Already his first paper (Peleg 1959) considers cooperative games, namely those that are superadditive and possess von Neumann-Morgenstern stable sets, and Bezalel Peleg contributed to cooperative game theory throughout until now. In a seminal paper with Aumann (1960) he extended stable sets to cooperative games without side payments (NTU games) and formulated the notions of \(\alpha \)- and \(\beta \)-effectiveness for cooperative games in strategic form that lead to \(\alpha \)- and \(\beta \)-versions of solutions like the core. In another early paper (1967) he proved the existence of the bargaining set, thereby providing a generalization of the Knaster–Kuratowski–Mazurkiewicz lemma. In an important paper with Maschler and Shapley (1967) he proved that the bargaining set and kernel of a convex game coincide with its core and nucleolus, respectively. In the same year, with Maschler, he supported several kinds of generalized nucleoli as stable points of certain intuitively defined set-valued dynamic systems. Some of his later major contributions belong to the so-called axiomatic approach. Based on the Davis–Maschler reduced game, he extended the reduced game property to set-valued solutions and introduced the converse reduced game property. With the help of these and other intuitive axioms he provided axiomatizations of the core for NTU games (1985), for market games (1989, and with Sudhölter, 2002), and of the prekernel. His popular book (Peleg and Sudhölter 2007) on cooperative game theory provides a systematic study of the core, kernel, bargaining sets, and the Shapley value. He analyzed and compared the Davis-Maschler bargaining set and the Mas-Colell bargaining set for simple majority NTU voting games (with Holzman and Sudhölter, 2007) and, more recently, showed that these bargaining sets coincide with the core for certain kinds of convex NTU games, namely for ordinal and for coalition merge convex games (with Sudhölter, 2015).

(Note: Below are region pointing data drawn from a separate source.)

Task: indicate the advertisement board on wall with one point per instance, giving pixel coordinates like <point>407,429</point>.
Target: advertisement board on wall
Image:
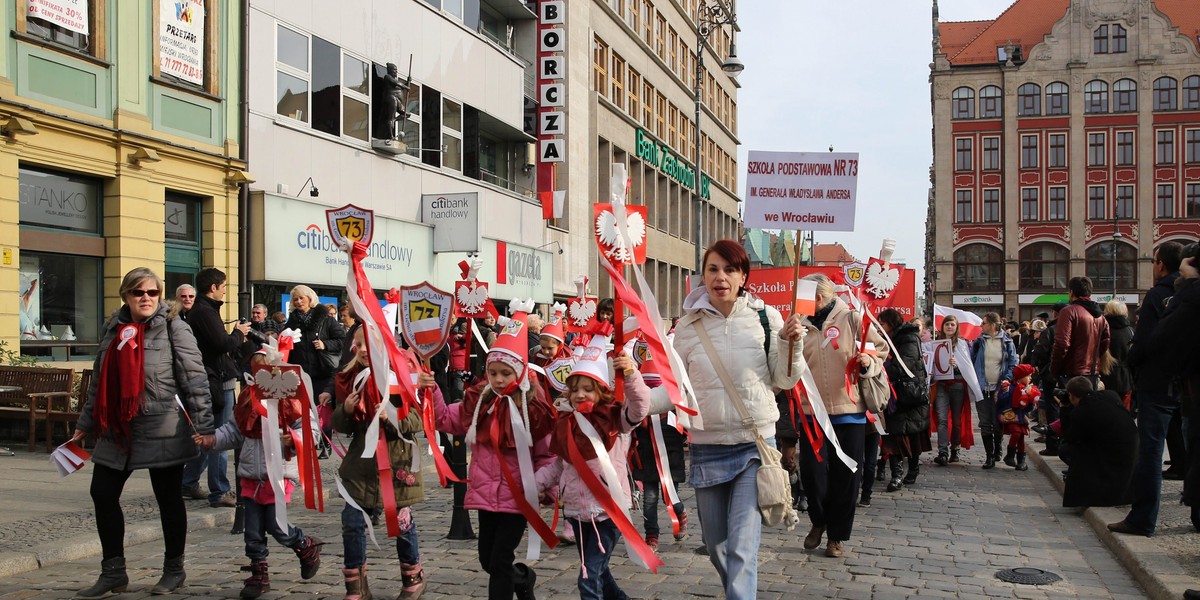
<point>295,247</point>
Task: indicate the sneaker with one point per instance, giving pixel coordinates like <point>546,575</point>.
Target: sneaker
<point>226,502</point>
<point>683,527</point>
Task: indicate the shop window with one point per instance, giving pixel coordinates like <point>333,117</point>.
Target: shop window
<point>1165,94</point>
<point>964,103</point>
<point>991,102</point>
<point>79,27</point>
<point>1125,96</point>
<point>1102,264</point>
<point>1096,97</point>
<point>1029,100</point>
<point>978,268</point>
<point>1057,99</point>
<point>1043,265</point>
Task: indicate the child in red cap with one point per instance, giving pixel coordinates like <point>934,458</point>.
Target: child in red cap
<point>1013,406</point>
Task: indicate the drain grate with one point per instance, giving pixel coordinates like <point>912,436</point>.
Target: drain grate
<point>1027,576</point>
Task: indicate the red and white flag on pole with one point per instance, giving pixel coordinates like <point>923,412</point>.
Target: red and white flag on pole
<point>970,324</point>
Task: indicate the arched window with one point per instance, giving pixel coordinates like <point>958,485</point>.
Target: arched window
<point>1056,99</point>
<point>1192,93</point>
<point>979,268</point>
<point>1102,262</point>
<point>1165,94</point>
<point>1125,96</point>
<point>964,103</point>
<point>991,102</point>
<point>1096,97</point>
<point>1044,265</point>
<point>1029,100</point>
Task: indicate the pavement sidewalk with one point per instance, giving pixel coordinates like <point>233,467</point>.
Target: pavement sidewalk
<point>1165,564</point>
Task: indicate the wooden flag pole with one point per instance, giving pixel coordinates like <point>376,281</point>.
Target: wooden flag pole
<point>796,299</point>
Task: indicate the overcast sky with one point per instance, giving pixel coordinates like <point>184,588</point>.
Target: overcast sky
<point>853,75</point>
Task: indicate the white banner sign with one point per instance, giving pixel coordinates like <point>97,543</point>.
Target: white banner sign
<point>181,40</point>
<point>813,191</point>
<point>70,15</point>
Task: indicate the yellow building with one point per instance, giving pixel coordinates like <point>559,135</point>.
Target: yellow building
<point>119,129</point>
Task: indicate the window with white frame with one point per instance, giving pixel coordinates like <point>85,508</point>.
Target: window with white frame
<point>451,135</point>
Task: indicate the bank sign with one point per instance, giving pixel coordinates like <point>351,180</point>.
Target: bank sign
<point>670,163</point>
<point>297,247</point>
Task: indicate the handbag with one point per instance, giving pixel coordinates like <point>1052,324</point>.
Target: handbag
<point>774,484</point>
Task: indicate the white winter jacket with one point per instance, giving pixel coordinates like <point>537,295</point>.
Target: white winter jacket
<point>739,340</point>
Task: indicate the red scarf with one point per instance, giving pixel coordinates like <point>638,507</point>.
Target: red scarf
<point>121,383</point>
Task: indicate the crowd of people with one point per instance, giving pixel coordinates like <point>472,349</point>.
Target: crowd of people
<point>1099,391</point>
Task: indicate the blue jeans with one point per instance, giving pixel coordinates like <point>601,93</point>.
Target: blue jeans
<point>259,522</point>
<point>1153,414</point>
<point>725,479</point>
<point>597,540</point>
<point>651,495</point>
<point>354,540</point>
<point>216,462</point>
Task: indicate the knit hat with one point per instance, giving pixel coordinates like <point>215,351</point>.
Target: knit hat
<point>592,360</point>
<point>1021,371</point>
<point>553,328</point>
<point>511,345</point>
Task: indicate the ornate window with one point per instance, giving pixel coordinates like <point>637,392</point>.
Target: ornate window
<point>991,102</point>
<point>1125,96</point>
<point>1057,99</point>
<point>1165,94</point>
<point>964,103</point>
<point>1096,97</point>
<point>1029,100</point>
<point>1102,263</point>
<point>1043,265</point>
<point>978,268</point>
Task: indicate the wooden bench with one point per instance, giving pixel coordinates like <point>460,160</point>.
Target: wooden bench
<point>65,408</point>
<point>36,385</point>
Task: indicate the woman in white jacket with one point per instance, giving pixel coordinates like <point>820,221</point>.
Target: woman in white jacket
<point>753,342</point>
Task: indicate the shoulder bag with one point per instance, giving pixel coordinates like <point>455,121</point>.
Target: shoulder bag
<point>774,485</point>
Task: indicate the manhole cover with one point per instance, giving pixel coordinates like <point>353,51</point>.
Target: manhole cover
<point>1027,576</point>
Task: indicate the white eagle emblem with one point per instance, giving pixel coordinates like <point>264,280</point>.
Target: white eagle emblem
<point>277,384</point>
<point>581,312</point>
<point>610,237</point>
<point>880,281</point>
<point>472,299</point>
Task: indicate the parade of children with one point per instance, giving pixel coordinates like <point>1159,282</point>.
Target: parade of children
<point>1014,402</point>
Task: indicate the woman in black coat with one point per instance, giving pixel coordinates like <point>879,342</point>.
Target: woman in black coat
<point>907,414</point>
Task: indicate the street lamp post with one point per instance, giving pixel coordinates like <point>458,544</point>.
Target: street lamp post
<point>711,15</point>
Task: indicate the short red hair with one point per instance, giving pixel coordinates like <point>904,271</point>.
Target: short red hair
<point>733,253</point>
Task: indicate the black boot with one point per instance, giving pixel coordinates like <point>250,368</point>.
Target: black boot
<point>112,580</point>
<point>173,576</point>
<point>913,471</point>
<point>523,577</point>
<point>990,461</point>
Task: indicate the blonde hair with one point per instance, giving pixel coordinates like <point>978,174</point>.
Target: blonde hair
<point>305,291</point>
<point>1116,309</point>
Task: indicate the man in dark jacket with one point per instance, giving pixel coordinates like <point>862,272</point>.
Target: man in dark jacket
<point>217,349</point>
<point>1156,401</point>
<point>1099,444</point>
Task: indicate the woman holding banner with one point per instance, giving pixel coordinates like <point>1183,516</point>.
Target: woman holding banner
<point>751,343</point>
<point>833,358</point>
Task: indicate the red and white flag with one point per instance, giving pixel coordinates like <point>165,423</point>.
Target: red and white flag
<point>970,324</point>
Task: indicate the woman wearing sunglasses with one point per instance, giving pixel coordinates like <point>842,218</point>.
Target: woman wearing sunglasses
<point>145,359</point>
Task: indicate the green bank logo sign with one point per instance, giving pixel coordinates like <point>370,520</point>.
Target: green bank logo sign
<point>671,165</point>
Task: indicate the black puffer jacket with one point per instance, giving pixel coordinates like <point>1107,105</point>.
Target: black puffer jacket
<point>160,435</point>
<point>911,414</point>
<point>321,327</point>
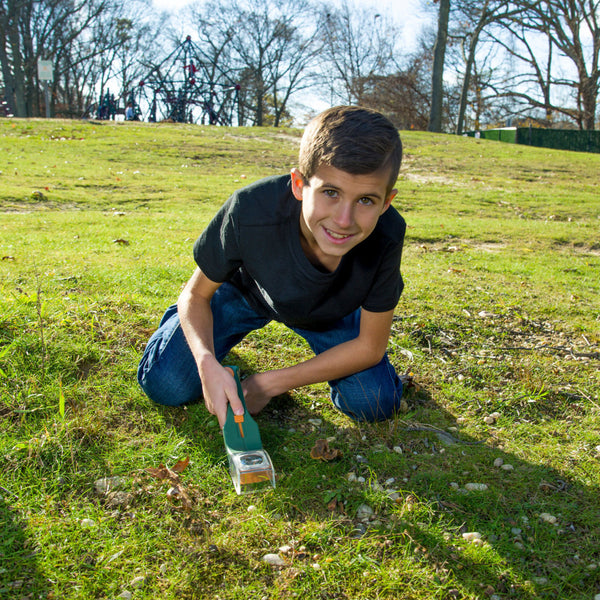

An important contribution of Bezalel Peleg to non-cooperative game theory was the development of a new solution concept (with Bernheim and Whinston, 1987) called coalition-proof Nash equilibrium. A coalition-proof Nash equilibrium is a strategy profile such that no coalition can credibly and profitably deviate. A profitable deviation is not credible if there is a subcoalition that can credibly and profitably deviate from the original deviation. This leads to a recursive definition, where profitable deviations by one-person coalitions are always credible. Coalition proof Nash equilibrium is a weakening of strong equilibrium; the latter often fails to exist.

Bezalel Peleg’s attitude as a theorist was characterized by his striving for both mathematical rigor and meaningfulness. His writing style was short and precise, and he regarded the problems that he worked on as important and pertaining to real-life. He would not easily compromise or be satisfied by partial solutions. Bezalel Peleg was an extremely modest and friendly person whom we will miss dearly.